夜の帳がおりかける頃、薄闇の部屋の中へ淡く差し込む一条の光がありました。
西日を防いで閉じてあったカーテンの隙間から、漏れてくる落日の赤です。
気がつけばいつの間にか夜の一歩手前、
窓を開けたら自然色の壮麗が視野いっぱい広がっています。
いそいでカメラを取りに行くうちにも、地球は回り続けて
みるみる濃い墨色に染まってゆきました。
ごくんとツバを飲みこんで、ふ~と出たため息、どちらが先だったでしょう
朝夕見慣れた周辺の風景が、ここまで鮮やかに彩られるいっときのあるのを忘れていました
夢でなく現実の世界を、自分が今生きているとはっきり自覚したのはいつの頃からだったでしょう
惜しげもなく朝夕繰り広げられるパノラマの、その時々の微妙な色合い
色を扱いながら、絵とも写真とも違う自然の深い色をいつか置き去りにしていたような。
天然岩緋を幾重にも塗り重ねたら…、それでもこの消失の前の一瞬の輝きとは、どこかが違う。
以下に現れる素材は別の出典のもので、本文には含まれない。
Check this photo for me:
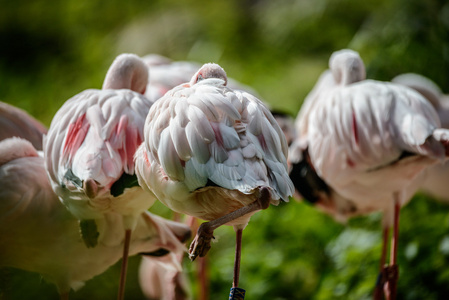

ちまちまと描くことに熱中して、季節の移ろいやときの流れが完全に消えていることもよくあります。
そのときは人間も忘れて、小さな獣のように目を光らせながら喘いでいるようにも思われます。
あれも、これも。足りないものばかり増えつつある自分をまるで別人みたいに眺めました。
…いつか不思議な朱の色は跡かたもなく消えていました。
夜空に遠く家々の明かりが瞬いて、平凡な一日の終わりが始まろうとしています。
心に憂いが残っていないことを確かめて、次の段階、夕食の支度に頭を切り替えました。
訳の分からない歌詞をつけてハミングしながら。